The study stated that in 2021:
- The average participant stayed 33 nights, up from 19 in 2017.
- The average participant group included 8.9 people.
- The average group spent $6,577 a day on visitor-related expenses, including $3,351 for lodging, $1,045 restaurants, $593 retail, $575 food, $541 entertainment and $472 on local transport.
- 33.5 percent of attendees had a household income of more than $500,000.
- 30.1 percent of respondents were ages 50-59, 22 percent 20-29 and 19.3 percent 40-49.
- 78.4 percent of participants were female.
- 44 percent graduated college, 33.3 percent graduate school.
- Attendees lived in 46 states and 28 other nations.
The pandemic may actually have helped raise the show’s national profile, Morrissey said. Commerce limitations and the ability to work from home (or away from home) allowed many horse owners to spend more time enjoying equestrian events.

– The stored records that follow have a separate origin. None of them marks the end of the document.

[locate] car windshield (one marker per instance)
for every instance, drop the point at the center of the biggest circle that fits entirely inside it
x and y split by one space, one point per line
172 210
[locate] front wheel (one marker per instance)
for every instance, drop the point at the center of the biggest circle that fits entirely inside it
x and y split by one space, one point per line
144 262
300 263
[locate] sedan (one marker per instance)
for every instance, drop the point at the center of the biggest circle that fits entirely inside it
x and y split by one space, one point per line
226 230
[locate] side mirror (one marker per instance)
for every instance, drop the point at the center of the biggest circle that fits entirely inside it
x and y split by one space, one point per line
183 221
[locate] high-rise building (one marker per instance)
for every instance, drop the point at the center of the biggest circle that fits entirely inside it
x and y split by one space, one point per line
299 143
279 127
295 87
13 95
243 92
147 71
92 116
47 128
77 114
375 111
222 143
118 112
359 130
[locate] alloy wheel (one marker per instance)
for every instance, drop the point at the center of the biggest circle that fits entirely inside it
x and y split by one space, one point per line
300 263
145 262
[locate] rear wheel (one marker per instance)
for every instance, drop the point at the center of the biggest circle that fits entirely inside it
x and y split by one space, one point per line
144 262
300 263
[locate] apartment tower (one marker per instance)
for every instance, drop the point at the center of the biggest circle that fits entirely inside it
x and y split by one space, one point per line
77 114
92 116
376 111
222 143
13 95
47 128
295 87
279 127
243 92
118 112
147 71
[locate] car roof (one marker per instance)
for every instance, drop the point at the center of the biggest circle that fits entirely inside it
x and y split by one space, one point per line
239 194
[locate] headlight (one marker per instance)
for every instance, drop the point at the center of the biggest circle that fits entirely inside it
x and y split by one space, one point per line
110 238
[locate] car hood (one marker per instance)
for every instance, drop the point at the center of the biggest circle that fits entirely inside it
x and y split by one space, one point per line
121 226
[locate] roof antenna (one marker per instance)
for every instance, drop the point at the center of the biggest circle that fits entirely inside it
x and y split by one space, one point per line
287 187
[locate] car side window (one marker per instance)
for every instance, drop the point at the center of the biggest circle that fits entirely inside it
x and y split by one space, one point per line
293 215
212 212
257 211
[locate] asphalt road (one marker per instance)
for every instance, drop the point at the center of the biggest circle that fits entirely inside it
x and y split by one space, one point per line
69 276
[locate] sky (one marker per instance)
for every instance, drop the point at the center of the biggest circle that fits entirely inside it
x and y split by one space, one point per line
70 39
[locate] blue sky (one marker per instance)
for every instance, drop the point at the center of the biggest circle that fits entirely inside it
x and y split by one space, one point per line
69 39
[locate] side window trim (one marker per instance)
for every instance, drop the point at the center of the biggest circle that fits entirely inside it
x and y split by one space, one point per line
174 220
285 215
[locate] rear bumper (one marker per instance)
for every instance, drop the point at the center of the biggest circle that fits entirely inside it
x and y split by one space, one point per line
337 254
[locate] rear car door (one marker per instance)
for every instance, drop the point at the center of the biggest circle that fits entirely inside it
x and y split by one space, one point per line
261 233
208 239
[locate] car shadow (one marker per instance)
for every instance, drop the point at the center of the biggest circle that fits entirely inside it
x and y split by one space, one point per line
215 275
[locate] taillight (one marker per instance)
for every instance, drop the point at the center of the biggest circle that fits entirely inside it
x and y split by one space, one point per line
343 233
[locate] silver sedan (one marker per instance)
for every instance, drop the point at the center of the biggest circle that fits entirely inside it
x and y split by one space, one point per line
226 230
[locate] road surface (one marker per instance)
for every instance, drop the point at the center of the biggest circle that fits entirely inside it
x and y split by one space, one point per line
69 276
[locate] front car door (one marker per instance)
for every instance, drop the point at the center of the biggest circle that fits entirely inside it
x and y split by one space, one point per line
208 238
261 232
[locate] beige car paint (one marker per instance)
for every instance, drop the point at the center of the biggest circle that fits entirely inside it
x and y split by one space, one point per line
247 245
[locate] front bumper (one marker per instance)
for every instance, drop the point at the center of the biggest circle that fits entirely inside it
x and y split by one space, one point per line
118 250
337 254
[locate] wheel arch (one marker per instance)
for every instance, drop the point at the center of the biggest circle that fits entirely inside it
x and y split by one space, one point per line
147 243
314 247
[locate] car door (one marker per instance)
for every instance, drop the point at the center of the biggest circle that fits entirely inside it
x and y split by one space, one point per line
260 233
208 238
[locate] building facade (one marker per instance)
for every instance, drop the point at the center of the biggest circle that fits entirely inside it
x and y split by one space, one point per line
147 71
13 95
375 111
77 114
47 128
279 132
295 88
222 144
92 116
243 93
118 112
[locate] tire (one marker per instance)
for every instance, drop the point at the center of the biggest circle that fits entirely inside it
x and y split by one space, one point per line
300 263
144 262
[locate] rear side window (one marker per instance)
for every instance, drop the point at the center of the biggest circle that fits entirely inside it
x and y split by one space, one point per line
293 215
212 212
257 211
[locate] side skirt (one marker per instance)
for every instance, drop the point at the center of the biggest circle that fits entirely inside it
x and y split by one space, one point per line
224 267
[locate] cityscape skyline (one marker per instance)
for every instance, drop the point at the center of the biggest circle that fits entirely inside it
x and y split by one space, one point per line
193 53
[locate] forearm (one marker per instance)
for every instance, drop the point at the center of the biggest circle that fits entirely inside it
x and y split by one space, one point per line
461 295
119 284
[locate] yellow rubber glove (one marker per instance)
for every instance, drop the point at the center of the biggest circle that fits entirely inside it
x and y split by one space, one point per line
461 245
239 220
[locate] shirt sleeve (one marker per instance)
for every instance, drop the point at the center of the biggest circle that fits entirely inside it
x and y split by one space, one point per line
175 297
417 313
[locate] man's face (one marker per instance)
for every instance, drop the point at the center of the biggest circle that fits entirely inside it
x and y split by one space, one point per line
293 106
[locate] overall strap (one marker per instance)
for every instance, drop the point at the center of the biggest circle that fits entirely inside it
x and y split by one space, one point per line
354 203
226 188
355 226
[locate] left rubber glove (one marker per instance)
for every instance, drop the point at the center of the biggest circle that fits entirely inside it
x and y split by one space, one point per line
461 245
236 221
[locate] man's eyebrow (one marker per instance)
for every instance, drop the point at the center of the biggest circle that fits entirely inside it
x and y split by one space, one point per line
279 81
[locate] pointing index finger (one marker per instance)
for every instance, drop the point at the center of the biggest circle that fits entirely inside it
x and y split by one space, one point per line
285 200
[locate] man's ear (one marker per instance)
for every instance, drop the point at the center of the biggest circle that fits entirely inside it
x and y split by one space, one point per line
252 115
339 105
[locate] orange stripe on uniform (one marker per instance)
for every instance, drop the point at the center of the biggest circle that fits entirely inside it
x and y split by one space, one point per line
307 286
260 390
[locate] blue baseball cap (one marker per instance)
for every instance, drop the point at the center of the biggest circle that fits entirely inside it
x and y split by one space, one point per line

Traverse City Tourism President and CEO Trevor Tkach said restrictions related to the pandemic resulted in more traffic to Flintfields in 2021. The organization this week hosted a press conference to present economic data related to the equestrian shows.
“COVID allowed people to come here and see the property, see Traverse City,” said Morrissey.
Many equestrian shows, particularly on the West Coast, were shut down by COVID. So horse enthusiasts sought alternative participation venues that were open, including Traverse City Horse Shows.
“2021 was a great year for us,” Morrissey said.
The proximity of Flintfields to downtown Traverse City may have convinced attendees to stay longer.
“Very rarely do you have a horse show take a large tract of land close to a city. So they’re all in the country — nothing else to do,” said Morrissey. “That’s the big thing here — that’s the big difference. And you have great restaurants in Traverse City, watersports, golf, Families can come and bring even the kids who don’t ride.”